Forty-two percent of respondents said their EHR system’s ability to improve efficiency was “difficult or very difficult.” Some 72 percent said the same about its ability to decrease workload.

We saw similar feedback in Healthcare IT News’ first-ever EHR Satisfaction Survey this past fall. In addition to numerical scores, we also asked for anecdotal feedback from more than 400 people who took the poll. Opinions such as “not very intuitive,” “cumbersome” and “too many clicks” cropped up over and over again.

So what’s the problem? As usual, that can be stated with two little letters:  I and T. The article continues:

In his landmark book, The Design of Everyday Things, Don Norman, director of The Design Lab at University of California San Diego wrote:

“The reasons for the deficiencies in human-machine interaction are numerous. Some come from the limitations of today’s technology. Some come from self-imposed restrictions by the designers, often to hold down cost. But most of the problems come from a complete lack of understanding of the design principles necessary for effective human-machine interaction. Why this deficiency? Because much of the design is done by engineers who are experts in technology but limited in their understanding of people.”

Of course, in healthcare IT there are other challenges. EHR vendors would probably love to have all their products look as sleek and intuitive as the latest iOS release. But they also have to ensure they check all the boxes to comply with certification criteria from the Office of the National Coordinator – all 560 detailed pages of the 2015 Edition.

“I know some people inside big EMR companies who want to do excellent design, but in an organization that’s owned by IT, it’s difficult for even a design advocate to have their voice heard and affect the process,” Amy Cueva, co-founder of the design-centric Health Experience Refactored conference, told Healthcare IT News in 2013.

I have been saying this in reference to PACS for much of my career, and it applies equally to the superset of EHR’s. Let me emphasize these very important statements:

Why this deficiency? Because much of the design is done by engineers who are experts in technology but limited in their understanding of people.

(B)ut in an organization that’s owned by IT, it’s difficult for even a design advocate to have their voice heard and affect the process…

There is some light at the end of the tunnel, but…

That’s changing, thankfully, as more and more efforts are being made industry-wide to make EHRs easier to use and perhaps a bit better-looking.
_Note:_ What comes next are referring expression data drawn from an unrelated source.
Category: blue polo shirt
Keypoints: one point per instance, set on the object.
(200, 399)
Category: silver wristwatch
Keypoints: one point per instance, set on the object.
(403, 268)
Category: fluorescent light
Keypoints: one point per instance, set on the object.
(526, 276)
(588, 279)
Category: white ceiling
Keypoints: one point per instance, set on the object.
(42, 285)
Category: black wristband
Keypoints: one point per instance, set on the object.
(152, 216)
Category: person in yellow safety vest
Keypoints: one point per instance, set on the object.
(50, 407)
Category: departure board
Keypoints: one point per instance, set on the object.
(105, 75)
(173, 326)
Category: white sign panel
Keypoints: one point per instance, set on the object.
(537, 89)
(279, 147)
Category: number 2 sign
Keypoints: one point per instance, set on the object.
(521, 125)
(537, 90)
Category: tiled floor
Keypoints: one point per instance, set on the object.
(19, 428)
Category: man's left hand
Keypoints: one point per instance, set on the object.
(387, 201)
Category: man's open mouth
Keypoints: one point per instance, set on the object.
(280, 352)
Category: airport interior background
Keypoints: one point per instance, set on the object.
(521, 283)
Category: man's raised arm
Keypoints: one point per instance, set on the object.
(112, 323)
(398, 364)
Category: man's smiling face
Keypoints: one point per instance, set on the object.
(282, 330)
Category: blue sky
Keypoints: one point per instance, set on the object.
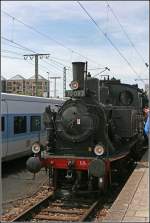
(67, 23)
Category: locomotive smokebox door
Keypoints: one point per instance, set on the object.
(97, 168)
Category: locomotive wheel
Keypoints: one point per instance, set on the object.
(104, 183)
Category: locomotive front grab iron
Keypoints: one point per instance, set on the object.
(101, 123)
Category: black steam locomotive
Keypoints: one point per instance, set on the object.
(101, 122)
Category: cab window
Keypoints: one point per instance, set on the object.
(35, 123)
(20, 124)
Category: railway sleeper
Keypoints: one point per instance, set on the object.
(56, 218)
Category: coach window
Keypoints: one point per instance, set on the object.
(35, 123)
(20, 124)
(2, 124)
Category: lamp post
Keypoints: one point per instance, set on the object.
(48, 91)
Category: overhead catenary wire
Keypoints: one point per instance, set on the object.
(48, 37)
(18, 44)
(25, 48)
(106, 36)
(126, 34)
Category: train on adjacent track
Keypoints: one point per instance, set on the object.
(101, 123)
(21, 123)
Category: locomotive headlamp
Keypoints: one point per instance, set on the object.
(36, 148)
(74, 85)
(99, 150)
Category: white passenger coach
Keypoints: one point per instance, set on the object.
(21, 123)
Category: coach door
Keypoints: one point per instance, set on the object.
(4, 129)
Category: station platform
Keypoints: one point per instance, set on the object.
(132, 204)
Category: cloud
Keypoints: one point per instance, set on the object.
(66, 22)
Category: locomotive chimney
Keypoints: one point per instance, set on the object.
(79, 73)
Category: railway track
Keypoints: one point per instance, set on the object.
(64, 208)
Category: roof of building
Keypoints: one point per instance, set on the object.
(40, 77)
(17, 77)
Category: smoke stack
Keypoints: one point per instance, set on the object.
(78, 73)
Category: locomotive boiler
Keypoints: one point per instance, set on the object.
(100, 123)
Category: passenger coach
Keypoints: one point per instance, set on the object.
(21, 123)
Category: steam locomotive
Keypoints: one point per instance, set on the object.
(101, 123)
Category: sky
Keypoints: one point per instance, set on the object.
(65, 31)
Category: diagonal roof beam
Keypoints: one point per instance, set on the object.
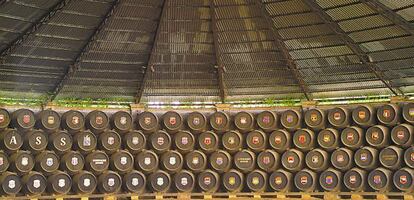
(75, 65)
(33, 27)
(390, 15)
(150, 66)
(219, 64)
(363, 57)
(285, 51)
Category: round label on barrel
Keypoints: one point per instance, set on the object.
(86, 182)
(256, 181)
(266, 120)
(184, 141)
(337, 117)
(256, 140)
(4, 162)
(184, 181)
(37, 140)
(329, 180)
(220, 161)
(161, 141)
(196, 161)
(4, 118)
(74, 120)
(25, 118)
(408, 112)
(172, 121)
(148, 121)
(353, 180)
(36, 183)
(232, 181)
(110, 141)
(341, 159)
(361, 115)
(61, 183)
(314, 118)
(49, 162)
(147, 161)
(303, 139)
(389, 157)
(12, 140)
(278, 181)
(403, 179)
(377, 180)
(196, 121)
(219, 121)
(304, 181)
(208, 141)
(160, 182)
(86, 141)
(11, 184)
(97, 161)
(62, 141)
(135, 141)
(375, 136)
(327, 139)
(111, 182)
(386, 114)
(24, 162)
(172, 161)
(315, 160)
(122, 121)
(400, 135)
(244, 121)
(50, 119)
(279, 140)
(134, 181)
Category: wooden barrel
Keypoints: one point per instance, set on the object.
(267, 121)
(148, 122)
(121, 122)
(48, 120)
(197, 122)
(315, 119)
(172, 121)
(220, 122)
(73, 121)
(244, 121)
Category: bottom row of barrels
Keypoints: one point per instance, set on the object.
(356, 179)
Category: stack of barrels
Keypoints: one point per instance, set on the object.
(350, 148)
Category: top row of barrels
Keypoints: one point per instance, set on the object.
(121, 121)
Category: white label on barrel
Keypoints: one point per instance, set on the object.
(86, 182)
(12, 184)
(124, 160)
(173, 161)
(135, 181)
(25, 161)
(87, 140)
(61, 182)
(49, 162)
(36, 183)
(184, 181)
(160, 181)
(111, 182)
(111, 140)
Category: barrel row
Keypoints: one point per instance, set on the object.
(316, 119)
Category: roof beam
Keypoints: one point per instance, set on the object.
(75, 65)
(150, 66)
(284, 50)
(363, 56)
(219, 64)
(33, 27)
(390, 15)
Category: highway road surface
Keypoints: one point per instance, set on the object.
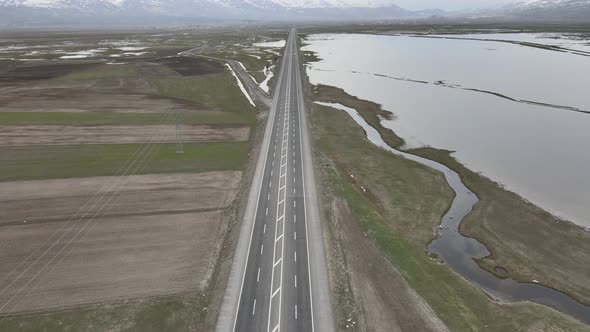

One of those ONC certification criteria, after all, is that vendors employ a user-centered design process when developing their tools, and report the results of usability testing.

A study published this past November in the Journal of the American Medical Informatics Association took a look at UCD processes at 11 unnamed vendors, seeking to understand the challenges and opportunities for better design practices.

“Our analysis demonstrates a diverse range of vendors’ UCD practices that fall into 3 categories: well-developed UCD, basic UCD, and misconceptions of UCD,” wrote researchers from MedStar Health’s National Center for Human Factors in Healthcare, noting that the latter category might refer, say, to the mistaken belief that responding to end-users’ requests and complaints qualifies as user-centered design…”

But we aren’t there yet…

Dishearteningly, the researchers found some respondents still didn’t see the business case for investing in UCD processes. It even found that some smaller EHR vendors didn’t even have any usability experts on their staff.

And this is the bottom line. As with PACS, in most places, IT controls every facet of the EHR. Software wonks create these jumbled messes while insulated from the actual users. IT folks buy the stuff while equally removed from the wants and needs of those who have to use it. It needs to be reiterated…physicians use EHR’s (and PACS) to take care of patients. What a concept. Healthcare IT is used for HEALTHCARE! This isn’t some app for your iPhone that won’t hurt anyone if it fails or if it isn’t usable. This is life and death, people. That’s not an exaggeration. It has to work and work well. And today, it doesn’t. It gets between physician and patient, impairing instead of facilitating that sacred relationship.